NELL’AMBITO DEL LIBRO si possono selezionare quattro parole chiave – crudeltà, dignità, visita, riconciliazione – essenziali nel pensiero degli autori, nonché fulcro dell’idea di giustizia del cardinale Carlo Maria Martini. Parole, che nel libro sono trattate con delicatezza e profondità di scrittura, nella consapevolezza che la giustizia non sia qualcosa per soli tribunali o prigioni, ma che sia parte della vita e della comunità.

Crudeltà: al diritto penale va restituito quel suo originario scopo diretto a minimizzare la violenza dei delitti e la crudeltà delle pene. «Di fronte alla delinquenza e al crimine, è necessario reagire, opponendosi al male, senza per altro compiere altri mali e altre violenze» (Martini, 2001). Non di rado si intravede nella società una sorta di indifferenza o compiacimento di fronte alla sofferenza del carcerato. Augurare a una persona, chiunque sia, di marcire in galera significa sperare che vada in putrefazione, che subisca un irrimediabile decadimento fisico e psichico. Alla crudeltà delle pene si contrappone quella dolcezza di cui scrisse oltre 250 anni addietro Cesare Beccaria.

DIGNITÀ: il diritto internazionale proibisce la tortura e tutte le pene o i trattamenti disumani e degradanti. La crudeltà fa parte dunque dello stesso campo giuridico e semantico della degradazione e della disumanità. L’umanità, recuperando il pensiero kantiano, non è altro che la dignità umana. Quest’ultima ha una sua definizione di carattere negativo: l’individuo non deve essere mai degradato a cosa; è sempre fine, mai mezzo.
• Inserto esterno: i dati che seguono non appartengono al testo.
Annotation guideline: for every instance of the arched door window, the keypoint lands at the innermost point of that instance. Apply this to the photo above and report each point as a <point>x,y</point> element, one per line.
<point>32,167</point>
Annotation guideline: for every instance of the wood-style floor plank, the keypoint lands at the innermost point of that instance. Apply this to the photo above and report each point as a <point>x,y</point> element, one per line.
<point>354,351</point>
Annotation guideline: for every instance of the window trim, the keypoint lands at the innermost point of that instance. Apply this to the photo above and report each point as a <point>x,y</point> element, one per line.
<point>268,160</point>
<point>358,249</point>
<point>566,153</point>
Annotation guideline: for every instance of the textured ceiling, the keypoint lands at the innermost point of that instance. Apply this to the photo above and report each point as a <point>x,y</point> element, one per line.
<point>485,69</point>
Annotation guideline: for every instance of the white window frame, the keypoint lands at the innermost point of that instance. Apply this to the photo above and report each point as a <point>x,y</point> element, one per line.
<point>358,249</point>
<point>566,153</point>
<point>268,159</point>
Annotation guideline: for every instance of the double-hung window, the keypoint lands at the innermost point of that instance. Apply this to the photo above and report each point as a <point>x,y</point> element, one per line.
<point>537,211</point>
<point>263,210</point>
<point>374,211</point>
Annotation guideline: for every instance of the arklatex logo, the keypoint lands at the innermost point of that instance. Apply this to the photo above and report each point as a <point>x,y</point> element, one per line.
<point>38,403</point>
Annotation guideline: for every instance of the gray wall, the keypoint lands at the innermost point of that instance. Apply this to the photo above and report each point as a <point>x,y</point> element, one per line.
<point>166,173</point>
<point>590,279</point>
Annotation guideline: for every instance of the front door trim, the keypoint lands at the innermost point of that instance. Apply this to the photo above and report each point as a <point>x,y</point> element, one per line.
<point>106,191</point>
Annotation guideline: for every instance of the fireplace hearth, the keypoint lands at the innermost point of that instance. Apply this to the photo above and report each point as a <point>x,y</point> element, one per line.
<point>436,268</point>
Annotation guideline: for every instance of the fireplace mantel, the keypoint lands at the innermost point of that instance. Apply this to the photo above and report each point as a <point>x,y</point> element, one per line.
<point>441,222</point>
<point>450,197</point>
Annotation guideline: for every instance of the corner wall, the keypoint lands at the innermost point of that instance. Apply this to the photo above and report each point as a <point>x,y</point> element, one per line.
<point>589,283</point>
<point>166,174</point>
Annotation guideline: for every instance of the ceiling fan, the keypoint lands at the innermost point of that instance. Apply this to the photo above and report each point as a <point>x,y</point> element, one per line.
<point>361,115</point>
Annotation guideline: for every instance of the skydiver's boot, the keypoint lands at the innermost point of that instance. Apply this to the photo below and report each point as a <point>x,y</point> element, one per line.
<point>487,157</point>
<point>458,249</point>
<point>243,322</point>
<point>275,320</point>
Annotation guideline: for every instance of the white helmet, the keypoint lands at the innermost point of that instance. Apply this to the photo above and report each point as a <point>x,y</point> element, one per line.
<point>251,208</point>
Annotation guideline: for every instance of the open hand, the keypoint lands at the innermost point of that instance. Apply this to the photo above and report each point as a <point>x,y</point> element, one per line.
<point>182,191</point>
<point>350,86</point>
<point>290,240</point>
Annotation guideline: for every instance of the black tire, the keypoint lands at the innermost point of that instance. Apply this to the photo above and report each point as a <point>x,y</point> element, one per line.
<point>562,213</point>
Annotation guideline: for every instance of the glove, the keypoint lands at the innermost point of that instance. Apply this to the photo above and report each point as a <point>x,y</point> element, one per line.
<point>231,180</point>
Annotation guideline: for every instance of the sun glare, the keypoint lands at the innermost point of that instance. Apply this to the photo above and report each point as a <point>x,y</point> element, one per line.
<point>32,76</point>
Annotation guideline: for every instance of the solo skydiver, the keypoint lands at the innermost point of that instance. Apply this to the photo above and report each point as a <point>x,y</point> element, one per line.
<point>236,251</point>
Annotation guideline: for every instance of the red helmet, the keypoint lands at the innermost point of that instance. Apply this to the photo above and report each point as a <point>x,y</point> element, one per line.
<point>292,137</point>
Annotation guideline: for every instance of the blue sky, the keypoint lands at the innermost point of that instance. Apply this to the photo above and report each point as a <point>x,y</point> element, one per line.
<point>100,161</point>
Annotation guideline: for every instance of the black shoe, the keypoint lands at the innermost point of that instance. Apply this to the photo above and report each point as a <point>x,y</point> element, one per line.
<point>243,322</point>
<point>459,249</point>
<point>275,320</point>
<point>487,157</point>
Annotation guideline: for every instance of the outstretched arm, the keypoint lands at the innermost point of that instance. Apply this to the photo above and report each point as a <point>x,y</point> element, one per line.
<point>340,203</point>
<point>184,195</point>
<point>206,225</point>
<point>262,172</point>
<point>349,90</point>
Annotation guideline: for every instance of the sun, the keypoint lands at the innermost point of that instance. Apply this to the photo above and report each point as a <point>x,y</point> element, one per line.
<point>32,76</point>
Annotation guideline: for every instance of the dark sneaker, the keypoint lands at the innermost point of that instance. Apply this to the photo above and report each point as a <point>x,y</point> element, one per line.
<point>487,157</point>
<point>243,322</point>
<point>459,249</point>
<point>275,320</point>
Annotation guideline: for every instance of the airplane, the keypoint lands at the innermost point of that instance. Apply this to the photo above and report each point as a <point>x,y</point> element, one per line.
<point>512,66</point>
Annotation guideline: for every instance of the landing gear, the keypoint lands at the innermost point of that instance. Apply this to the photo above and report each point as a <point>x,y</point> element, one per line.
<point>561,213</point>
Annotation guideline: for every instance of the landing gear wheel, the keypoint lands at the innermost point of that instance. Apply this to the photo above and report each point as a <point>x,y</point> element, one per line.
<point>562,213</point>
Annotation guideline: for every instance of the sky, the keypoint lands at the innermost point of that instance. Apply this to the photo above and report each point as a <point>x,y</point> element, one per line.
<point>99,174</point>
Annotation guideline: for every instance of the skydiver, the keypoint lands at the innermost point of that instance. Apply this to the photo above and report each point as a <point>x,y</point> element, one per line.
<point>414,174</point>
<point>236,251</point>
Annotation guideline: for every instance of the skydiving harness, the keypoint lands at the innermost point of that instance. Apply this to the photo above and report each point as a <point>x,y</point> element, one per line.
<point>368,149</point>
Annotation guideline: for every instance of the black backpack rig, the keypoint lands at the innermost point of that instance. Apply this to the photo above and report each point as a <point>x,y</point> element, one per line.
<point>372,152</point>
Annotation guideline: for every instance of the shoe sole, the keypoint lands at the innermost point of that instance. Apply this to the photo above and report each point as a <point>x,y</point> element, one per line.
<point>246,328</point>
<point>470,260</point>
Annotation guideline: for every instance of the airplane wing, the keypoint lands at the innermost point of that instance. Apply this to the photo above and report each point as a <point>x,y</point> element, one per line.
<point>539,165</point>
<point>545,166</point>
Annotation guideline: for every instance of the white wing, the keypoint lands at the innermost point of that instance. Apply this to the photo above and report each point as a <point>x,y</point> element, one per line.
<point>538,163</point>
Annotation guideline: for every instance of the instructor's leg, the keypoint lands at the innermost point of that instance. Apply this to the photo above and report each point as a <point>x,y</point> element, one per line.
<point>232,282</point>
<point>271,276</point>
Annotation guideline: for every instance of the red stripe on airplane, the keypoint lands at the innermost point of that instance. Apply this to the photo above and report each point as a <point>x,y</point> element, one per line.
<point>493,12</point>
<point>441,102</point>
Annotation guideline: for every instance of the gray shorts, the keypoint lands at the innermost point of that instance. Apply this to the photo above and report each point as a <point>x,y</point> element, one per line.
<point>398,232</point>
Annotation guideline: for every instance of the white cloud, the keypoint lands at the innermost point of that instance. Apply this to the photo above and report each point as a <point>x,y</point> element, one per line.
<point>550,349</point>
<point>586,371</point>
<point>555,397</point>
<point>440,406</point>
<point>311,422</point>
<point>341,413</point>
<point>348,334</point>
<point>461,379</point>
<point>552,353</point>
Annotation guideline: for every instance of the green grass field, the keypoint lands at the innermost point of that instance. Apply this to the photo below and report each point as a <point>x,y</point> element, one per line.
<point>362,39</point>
Le Corti supreme hanno usato il grimaldello della dignità umana per porre limiti agli arbitrii punitivi.

NEL NOME della dignità umana, come ricorda Marta Cartabia, la nostra Corte Costituzionale ha organizzato un viaggio di conoscenza e testimonianza nelle carceri italiane.

Visita: la pena non è solo quella raccontata nei codici ma anche quella che si percepisce attraverso i propri occhi, sentendo gli odori e ascoltando i silenzi o i rumori del carcere. «Venendo a Milano, ho voluto iniziare la visita pastorale alla città e alla diocesi cominciando proprio dal carcere di san Vittore…Mi urgevano e mi urgono dentro le parole di Gesù: ero in carcere e mi avete visitato» (Martini, 2003). Bisogna aver visto per poter capire cos’è la pena del carcere, come ci ha insegnato Pietro Calamandrei.

INFINE, RICONCILIAZIONE. La giustizia per gli autori deve contribuire alla riconquista della solidarietà perduta. Il carcere, pur nella sua inevitabile residuale necessità, non riesce a ricomporre le fratture, anzi le alimenta, le riproduce su più ampia scala. La riconciliazione, secondo Carlo Maria Martini, serve ad evitare che si confonda in eterno il reo con il suo reato. In un altro intenso volume autobiografico Il Diavolo mi accarezza i capelli. Memoria di un criminologo (Il Saggiatore) Adolfo Ceretti e Niccolò Nisivoccia ci aiutano a entrare nella filosofia e nella pratica della mediazione, quale risposta nonviolenta ai traumi prodotti dal delitto. Speriamo, dunque, che un’altra giustizia ricominci a partire dalle parole stesse di Cartabia e Ceretti.